# Life Data Classification

### From ReliaWiki

*This article appears in the Accelerated Life Testing Data Analysis Reference book*

Statistical models rely extensively on data to make predictions. In our case, the models are the *statistical distributions* and the data are the * life data* or * times-to-failure data* of our product. The accuracy of any prediction is directly proportional to the quality, accuracy and completeness of the supplied data. Good data, along with the appropriate model choice, usually results in good predictions. Bad, or insufficient data, will almost always result in bad predictions.

In the analysis of life data, we want to use all available data sets, which sometimes are incomplete or include uncertainty as to when a failure occurred.

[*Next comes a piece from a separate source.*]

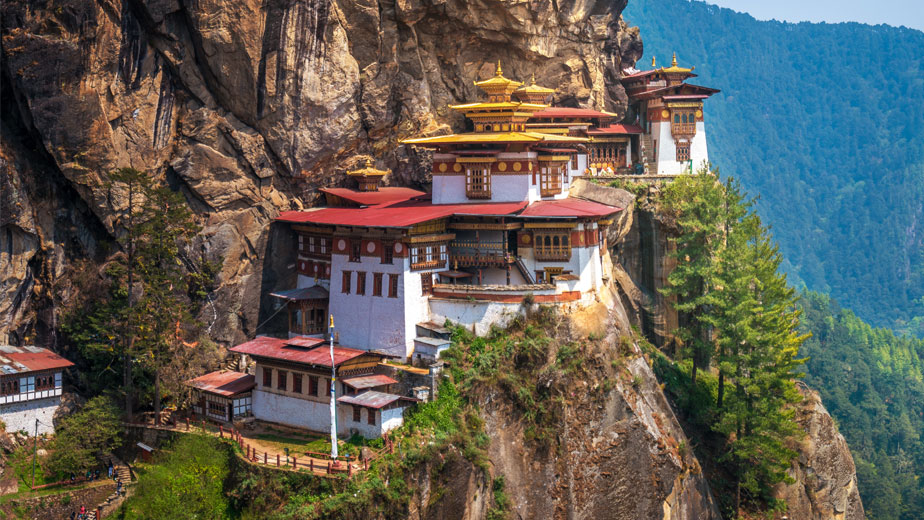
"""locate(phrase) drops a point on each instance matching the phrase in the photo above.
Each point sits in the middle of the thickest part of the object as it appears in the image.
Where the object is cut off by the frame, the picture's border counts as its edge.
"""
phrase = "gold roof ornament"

Life data can therefore be separated into two types: *complete data* (all information is available) or *censored data* (some of the information is missing). Each type is explained next.

#### Complete Data

Complete data means that the value of each sample unit is observed or known. For example, if we had to compute the average test score for a sample of ten students, complete data would consist of the known score for each student. Likewise in the case of life data analysis, our data set (if complete) would be composed of the times-to-failure of all units in our sample. For example, if we tested five units and they all failed (and their times-to-failure were recorded), we would then have complete information as to the time of each failure in the sample.

#### Censored Data

In many cases, all of the units in the sample may not have failed (i.e., the event of interest was not observed) or the exact times-to-failure of all the units are not known. This type of data is commonly called *censored data*. There are three types of possible censoring schemes, right censored (also called suspended data), interval censored and left censored.

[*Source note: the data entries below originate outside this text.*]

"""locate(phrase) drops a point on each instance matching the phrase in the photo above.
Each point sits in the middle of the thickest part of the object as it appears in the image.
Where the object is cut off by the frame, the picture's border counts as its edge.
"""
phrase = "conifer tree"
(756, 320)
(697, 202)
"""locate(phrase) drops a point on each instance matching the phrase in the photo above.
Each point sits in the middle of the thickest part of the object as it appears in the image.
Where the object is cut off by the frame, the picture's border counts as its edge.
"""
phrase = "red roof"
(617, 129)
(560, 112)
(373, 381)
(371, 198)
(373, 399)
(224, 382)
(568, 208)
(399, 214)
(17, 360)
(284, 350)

##### Right Censored (Suspended) Data

The most common case of censoring is what is referred to as *right censored data*, or *suspended data*. In the case of life data, these data sets are composed of units that did not fail. For example, if we tested five units and only three had failed by the end of the test, we would have right censored data (or suspended data) for the two units that did not failed. The term *right censored* implies that the event of interest (i.e., the time-to-failure) is to the right of our data point. In other words, if the units were to keep on operating, the failure would occur at some time after our data point (or to the right on the time scale).

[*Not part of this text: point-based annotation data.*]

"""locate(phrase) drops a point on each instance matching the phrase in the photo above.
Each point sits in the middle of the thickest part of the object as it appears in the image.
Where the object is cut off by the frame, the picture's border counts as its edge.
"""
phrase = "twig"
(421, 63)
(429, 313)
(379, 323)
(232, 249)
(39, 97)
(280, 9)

##### Interval Censored Data

The second type of censoring is commonly called *interval censored data*. Interval censored data reflects uncertainty as to the exact times the units failed within an interval. This type of data frequently comes from tests or situations where the objects of interest are not constantly monitored. For example, if we are running a test on five units and inspecting them every 100 hours, we only know that a unit failed or did not fail between inspections. Specifically, if we inspect a certain unit at 100 hours and find it operating, and then perform another inspection at 200 hours to find that the unit is no longer operating, then the only information we have is that the unit failed at some point in the interval between 100 and 200 hours. This type of censored data is also called *inspection data* by some authors.

##### Left Censored Data

The third type of censoring is similar to the interval censoring and is called *left censored data*. In left censored data, a failure time is only known to be before a certain time. For instance, we may know that a certain unit failed sometime before 100 hours but not exactly when. In other words, it could have failed any time between 0 and 100 hours. This is identical to *interval censored data*in which the starting time for the interval is zero.